This directory contains the satGP program, which is a Gaussian process
software meant to be used with remote sensing data sets. The
capabilities and computational details are described in the following
paper:

Susiluoto et al. "Efficient multi-scale Gaussian process regression
for massive remote sensing data with satGP v0.1.2", Geoscientific
Model Development, 2020.

The software code in version 0.1.2 has been clened up and restructured
and the version number has been bumped to 0.2.1. There are no
differences to how the computations are carried out between these two
version. The satGP code is available under the MIT license, see
LICENSE for the full text.

Any bugs can be reported (for now) to jouni.i.susiluoto@jpl.nasa.gov.
The git tree of this code will hopefully become available online
sooner or later.


1. Installation and dependencies

satGP is written in C99, and should hence work on any platform with a
C compiler. However, so far all development has been carried out on
Debian (buster) and Ubuntu Linux (18.04) systems using the gcc
compiler.

The compilation uses the meson build system, https://mesonbuild.com/
. The current dependencies are LAPACKE, BLAS, netCDF, NLOpt, and
OpenMP. If jemalloc is available, that can be used, but it is not
required. Plotting is done with python3 and matplotlib. An option for
valgrinding is included in the runscript gproc.sh as a standard
option. On a Debian-based Linux, install packages with apt with
something like:

$ apt install gcc meson liblapacke-dev libnetcdf-dev libblas-dev \
    libnlopt-dev libjemalloc-dev valgrind

The exact names of the packages changes from system to system.


2. Running satGP

===>>> Please also read Susiluoto et al. 2020, 
       especially Sect. 3 and Appendix A. <<<===

The software is compiled every time it is run. The compilation and
running are done by the gproc.sh script. It takes in two arguments: an
experiment name and a number specifying what kind of a model run is
done. The top of that script lists the options, e.g. doing

$ ./gproc.sh test 1

will create a directories experiments/test-build and experiments/test,
and in the latter one of these a regular multi-threaded experiment
will be run. By default, the number of threads is 12, but that can be
changed in the file easily.

satGP requires data for running experiments. The config file,
gpconfig.h, defaults to using OCO2-v9 data, which should be put in the
data/oco2-v9 directory.

The configuration of satGP is mostly performed by changing the file
gpconfig.h, which contains lots of comments to explain the various
options. There are quirks and issues, and you'll possibly need to use
a debugger to learn what's wrong (run by ./gproc.sh dirname 3), but
the code contains a lot of comments to help out with sorting out any
problems.


3. Plotting results

satGP code comes with the scripts used to plot results as in the
Susiluoto et al. paper.

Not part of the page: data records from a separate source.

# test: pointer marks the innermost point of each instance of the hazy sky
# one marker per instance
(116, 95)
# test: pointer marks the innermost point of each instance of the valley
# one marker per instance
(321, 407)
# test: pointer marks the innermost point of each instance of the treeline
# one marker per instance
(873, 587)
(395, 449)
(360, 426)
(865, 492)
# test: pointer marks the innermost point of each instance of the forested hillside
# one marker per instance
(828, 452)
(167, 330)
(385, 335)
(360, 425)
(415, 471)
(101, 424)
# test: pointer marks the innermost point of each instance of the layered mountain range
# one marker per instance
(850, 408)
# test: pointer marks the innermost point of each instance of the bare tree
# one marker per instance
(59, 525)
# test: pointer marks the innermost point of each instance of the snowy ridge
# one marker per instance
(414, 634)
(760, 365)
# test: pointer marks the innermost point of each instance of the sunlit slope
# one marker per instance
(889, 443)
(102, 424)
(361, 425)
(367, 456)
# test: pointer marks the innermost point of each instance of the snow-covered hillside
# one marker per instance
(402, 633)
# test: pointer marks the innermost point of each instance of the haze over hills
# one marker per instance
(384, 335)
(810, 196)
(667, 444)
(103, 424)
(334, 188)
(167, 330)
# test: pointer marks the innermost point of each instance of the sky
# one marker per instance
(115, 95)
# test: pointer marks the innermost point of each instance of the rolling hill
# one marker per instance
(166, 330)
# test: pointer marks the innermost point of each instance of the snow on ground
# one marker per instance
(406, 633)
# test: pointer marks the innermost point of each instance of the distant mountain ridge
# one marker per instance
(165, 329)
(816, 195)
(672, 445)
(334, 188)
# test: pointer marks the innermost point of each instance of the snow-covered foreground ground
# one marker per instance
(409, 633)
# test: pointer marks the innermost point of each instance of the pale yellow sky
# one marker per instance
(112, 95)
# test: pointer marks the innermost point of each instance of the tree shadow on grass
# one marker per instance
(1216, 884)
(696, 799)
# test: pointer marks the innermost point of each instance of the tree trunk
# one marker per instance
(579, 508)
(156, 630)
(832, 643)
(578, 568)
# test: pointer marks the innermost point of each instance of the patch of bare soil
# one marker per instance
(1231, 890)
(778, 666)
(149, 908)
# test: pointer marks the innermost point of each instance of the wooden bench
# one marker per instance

The plotting scripts reside in the plotting
subdirectory, and probably the most useful ones are
plot_field_and_unc.py and plot_mean_function_betas.py. These probably
may need to be modified somewhat to work with other data.


4. Using data other than OCO-2 in satGP

The current version of satGP requires modifying the code to change the
data used to drive the Gaussian process. The Susiluoto et al. 2020
article lists some of these modifications in the appendix, but here
are some others:

- To change the mean function, functions

    mean_functions.h:global_mean_on_day(),
    mean_functions.h:grad_helper_global_mean_on_day()
    mean_functions.h:fit_beta_parameters_with_unc()

  need to be changed. In the last one of these, it is the construction
  of the F matrix that needs to be modified.

- There is a constant offset to the time variable, and if data that is
  earlier than 2009 is used, that may need to be changed (but it might
  just work). The relevant places are found by grepping for 10004800
  in the source files.

- The data reading happens from netCDF files in
  gputils:readnetCDF(). Currently there is a line saying
 
    if (((E->mode) || (dv[i] > 380)) && /* Discard CO2 readings under 380 ppm */                   
 
  and since for other quantities of interest data values (dv) under
  380 may be just fine, this condition of course needs to be
  changed. Any data filtering is best done at this point anyway.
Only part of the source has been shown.